Close

Pet 411: Providing the proper care for a guinea pig

When many people think of pets, they automatically picture a cat or a dog. But there are a variety of other domesticated animals who can make terrific companions.ST Meeks Blog Logo Image 2016 01 28

I was reminded of this after receiving an email from a reader who recently acquired a guinea pig. His name is Cosmo, and apparently he’s quite the character. Cosmo loves pushing a ball with his nose and will even come when his owner, Phyllis, snaps her fingers. Phyllis was concerned because Cosmo wouldn’t eat the fruit or veggies she was offering, sticking exclusively to his guinea pig pellets. She also wanted to know if she should be taking him to the veterinarian for regular vaccinations.

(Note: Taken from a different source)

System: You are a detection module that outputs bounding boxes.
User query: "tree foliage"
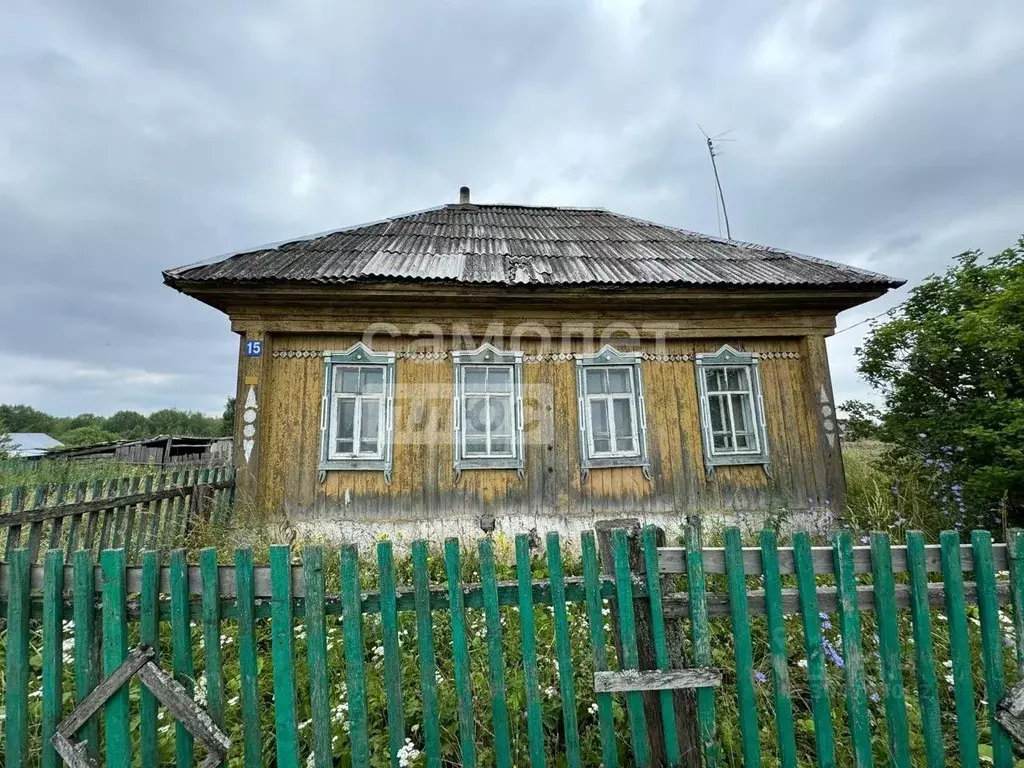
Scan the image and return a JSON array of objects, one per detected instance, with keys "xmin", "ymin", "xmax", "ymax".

While I love animals of all shapes and sizes, I’m not really an expert on guinea pig care. But thankfully I work with someone who is. Dr. Peter Helmer is the head of BluePearl’s exotic animal medicine service in Florida. He provides expert care for a wide variety of animals, including birds, rabbits, snakes and, yes, guinea pigs.

Dr. Helmer’s first piece of advice to Phyllis is to be sure Cosmo is eating plenty of hay. In fact, hay should be the primary element in a guinea pig’s diet. Why? For a couple of reasons. First, guinea pigs have molars and incisors that grow continuously throughout their lives. Chewing the hay keeps the teeth ground down so they don’t cause problems. Secondly, hay is an excellent source of roughage that keeps the guinea pig’s gastrointestinal tract working properly.

Dr. Helmer also advised Phyllis to be cautious feeding Cosmo vegetables and to avoid giving him fruit. That’s because guinea pigs were built to eat things like grass, roots and leaves. Food with a higher sugar content, like veggies and fruit, can mess up their sensitive digestive systems, Helmer added.

Go easy when it comes to changing a guinea pig’s diet, he cautioned. Make slow adjustments. And Cosmo might need a trip to the veterinarian to ensure his teeth aren’t causing him any problems. A sore mouth might be the reason he was avoiding fruits and vegetables in the first place, Dr. Helmer said.

When it comes to additional veterinary care, Dr. Helmer said all pets – regardless of species – require regular wellness exams by a veterinarian, at least once a year. While guinea pigs don’t need vaccinations, it’s not a bad idea to keep tabs on their weight. “Prey species,” such as guinea pigs, are genetically programmed to hide any illnesses or injuries, Dr. Helmer said. That means their weight gives us the best insight into their well-being. Weigh your guinea pig every few months on a kitchen scale. If you see any fluctuations, it’s time for a trip to the vet.

A big thank you to Dr. Helmer for all of his insight. And thanks also to Phyllis. We hope you and Cosmo have many wonderful years together!